Der Mini Cooper S legt bis zu einer Maximalgeschwindigkeit von 235 km/h Fahrwerte auf die Straße, die jedem Sportwagen zur Ehre gereichen. Er schnippelt und zirkelt um die Kurven, als gäbe es keine physikalischen Gegebenheiten. Die schwungvolle Form des „S“ auf dem Stummelheck des Autos hätte nicht anders gestaltet sein dürfen. Sie symbolisiert optimal den möglichen Charakter der Sportskanone, während der einfach gestaltete Schriftzug „Mini“ verdeutlicht, dass ein ganz normales Auto bewegt wird, mit dem es sich auch trefflich über Landstraßen cruisen lässt.

So oder so: Der Mini Cooper S ist eine Fahrmaschine.
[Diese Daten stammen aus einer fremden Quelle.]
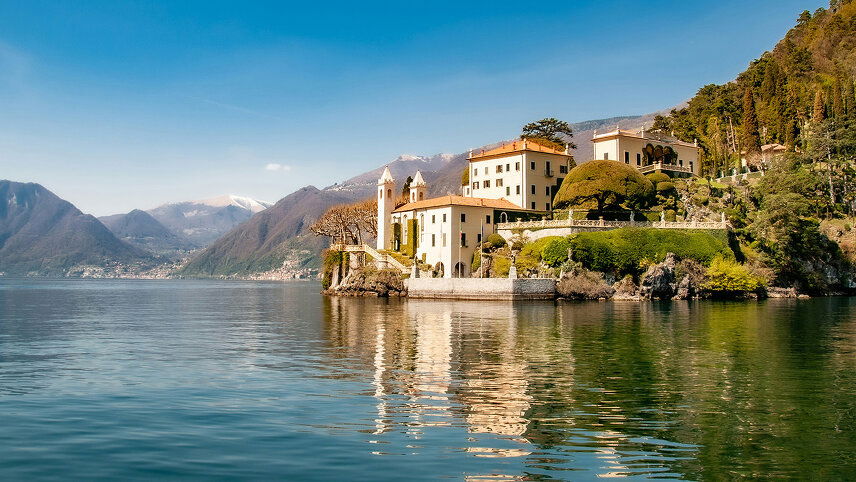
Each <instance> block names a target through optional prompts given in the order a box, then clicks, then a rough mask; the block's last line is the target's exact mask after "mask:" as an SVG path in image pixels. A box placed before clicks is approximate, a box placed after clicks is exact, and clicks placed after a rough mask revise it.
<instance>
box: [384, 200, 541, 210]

Optisch nicht revolutionär (oder nach 56 Jahren Bauzeit vielleicht gerade doch), aber allemal ein Hingucker. Ein Auto jedenfalls, das nur diejenigen beurteilen können, die es er-fahren haben. Und gerade auch das selbstbewusste Understatement ist es, das den Jungen von damals und den Senior von heute nicht nur ins Schwärmen, sondern ins Träumen versetzt.
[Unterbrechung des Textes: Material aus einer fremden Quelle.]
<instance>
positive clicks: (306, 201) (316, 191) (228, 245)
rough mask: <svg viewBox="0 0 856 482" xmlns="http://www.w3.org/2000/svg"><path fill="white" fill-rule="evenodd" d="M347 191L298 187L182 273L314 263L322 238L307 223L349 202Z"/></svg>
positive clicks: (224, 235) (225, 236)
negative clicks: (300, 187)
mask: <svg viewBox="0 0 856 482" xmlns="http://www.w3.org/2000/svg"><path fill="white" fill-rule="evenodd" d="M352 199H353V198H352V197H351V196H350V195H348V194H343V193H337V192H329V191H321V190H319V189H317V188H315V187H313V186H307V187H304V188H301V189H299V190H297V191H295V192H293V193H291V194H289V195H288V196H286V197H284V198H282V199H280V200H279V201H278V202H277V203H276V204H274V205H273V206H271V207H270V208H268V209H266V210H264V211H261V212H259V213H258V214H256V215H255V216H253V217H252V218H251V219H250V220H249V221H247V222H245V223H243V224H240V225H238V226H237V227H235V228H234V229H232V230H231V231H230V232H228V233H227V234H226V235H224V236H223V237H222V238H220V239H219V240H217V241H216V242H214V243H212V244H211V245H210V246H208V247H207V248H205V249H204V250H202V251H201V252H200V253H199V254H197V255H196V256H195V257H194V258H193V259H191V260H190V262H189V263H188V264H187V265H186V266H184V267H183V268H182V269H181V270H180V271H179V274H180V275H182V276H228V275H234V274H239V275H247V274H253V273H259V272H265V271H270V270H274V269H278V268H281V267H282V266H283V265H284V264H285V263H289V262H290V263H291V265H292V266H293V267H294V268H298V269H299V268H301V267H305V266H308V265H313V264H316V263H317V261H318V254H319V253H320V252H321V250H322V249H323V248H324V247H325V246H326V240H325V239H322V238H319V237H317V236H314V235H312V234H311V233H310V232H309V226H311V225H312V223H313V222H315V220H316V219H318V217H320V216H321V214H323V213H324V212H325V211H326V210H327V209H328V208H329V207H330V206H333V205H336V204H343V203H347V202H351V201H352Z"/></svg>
Die Münchener Autobauer haben die unter ihrer Ägide dritte Mini-Generation nicht neu erfunden, sondern behutsam verbessert. Sie installierten größere Scheinwerfer sowie Rückleuchten und dekorierten das Interieur leicht um. Der Tacho sitzt jetzt hinter der Lenksäule, mittig im Cockpit geblieben sind das tellergroße Zentralinstrument und die darunter sitzende Kippschalterleiste. Die Schalter für die Fensterheber wanderten indes dorthin, wo sie hingehören: in die Türverkleidungen.
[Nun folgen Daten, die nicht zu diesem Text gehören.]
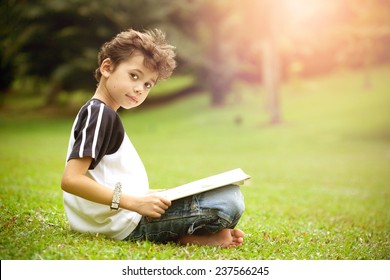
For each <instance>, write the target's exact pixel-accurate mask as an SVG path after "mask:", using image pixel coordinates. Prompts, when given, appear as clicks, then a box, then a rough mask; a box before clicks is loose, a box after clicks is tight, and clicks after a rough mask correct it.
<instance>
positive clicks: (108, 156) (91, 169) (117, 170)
mask: <svg viewBox="0 0 390 280" xmlns="http://www.w3.org/2000/svg"><path fill="white" fill-rule="evenodd" d="M173 49H174V47H172V46H171V45H169V44H168V43H167V42H166V40H165V36H164V34H163V33H162V32H161V31H160V30H154V31H146V32H143V33H142V32H137V31H135V30H132V29H129V30H127V31H125V32H121V33H119V34H118V35H117V36H116V37H114V38H113V39H112V40H111V41H109V42H107V43H105V44H104V45H103V46H102V49H101V51H100V52H99V55H98V64H99V67H98V68H97V69H96V72H95V77H96V79H97V81H98V86H97V89H96V91H95V94H94V96H93V97H92V99H91V100H89V101H88V102H87V103H86V104H85V105H84V106H83V107H82V108H81V109H80V111H79V113H78V115H77V117H76V119H75V121H74V124H73V126H72V132H71V137H70V141H69V147H68V153H67V163H66V166H65V170H64V174H63V177H62V181H61V186H62V189H63V191H64V194H63V195H64V207H65V210H66V214H67V216H68V220H69V223H70V226H71V228H72V229H74V230H77V231H80V232H91V233H100V234H104V235H106V236H108V237H110V238H114V239H118V240H150V241H154V242H171V241H172V242H178V243H179V244H199V245H216V246H221V247H232V246H237V245H241V244H242V243H243V238H244V233H243V232H242V231H241V230H238V229H234V227H235V225H236V224H237V222H238V220H239V219H240V217H241V214H242V212H243V210H244V202H243V197H242V195H241V193H240V190H239V188H238V187H237V186H233V185H232V186H229V187H224V188H221V189H218V190H215V191H210V192H206V193H202V194H199V195H195V196H192V197H187V198H183V199H180V200H177V201H174V202H171V201H169V200H168V199H166V198H164V197H162V196H159V195H158V192H154V193H153V191H149V185H148V178H147V174H146V172H145V169H144V166H143V164H142V162H141V160H140V158H139V156H138V154H137V152H136V150H135V148H134V147H133V145H132V143H131V142H130V140H129V138H128V136H127V134H126V132H125V130H124V128H123V125H122V122H121V120H120V117H119V115H118V114H117V110H118V109H119V108H120V107H122V108H124V109H131V108H134V107H136V106H139V105H140V104H141V103H142V102H143V101H144V100H145V99H146V97H147V95H148V93H149V91H150V90H151V88H152V87H153V86H154V85H155V84H156V83H157V81H158V80H163V79H168V78H169V77H170V75H171V74H172V72H173V69H174V68H175V67H176V62H175V60H174V57H175V54H174V51H173Z"/></svg>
Bei den Materialien und der Verarbeitung hat BMW mit der jüngsten Mini-Generation eine Schippe draufgelegt. Das Interieur sieht nicht nur hochwertig aus, es fühlt sich auch so an. Die neuen Sportsitze sorgen für deutlich mehr Komfort und sicheren Seitenhalt.

Das Sahnehäubchen aber ist in unserem Testwagen der 192 PS-Motor (Euro 6-Norm) mit der optionalen und zur Auto-Charakteristik durchaus passenden Wandlerautomatik (1700 Euro). Im manuellen Modus arbeitet der Automat so zackig wie ein Doppelkupplungsgetriebe, satter Auspuffklang inklusive. Den Spagat zwischen Effizienz und Sportlichkeit unterstützt auch die optionale Start-/Stopp-Automatik (150 Euro inklusive Lenkrad-Schaltwippen). So schluckt der Mini Cooper S akzeptable 7,3 Liter Super auf hundert Kilometern (Werksangabe 5,4 Liter).

Mit weiteren eingebauten Assistenzsystemen summiert sich unser Fronttriebler schließlich auf 37 140 Euro. Damit liegt er 13 340 Euro über dem Einstiegspreis. Ob Parkassistent und Rückfahrkamera, adaptive Geschwindigkeitsregelung oder Verkehrsschilderkennung im Cooper S Sinn machen, muss jeder Kunde selbst entscheiden. So oder so bleibt der Mini eine puristische Fahrmaschine und ein trendiger Premium-Kleinwagen, der vielleicht nicht das Kind, aber den jungen Mann im Seniorenalter wieder weckt.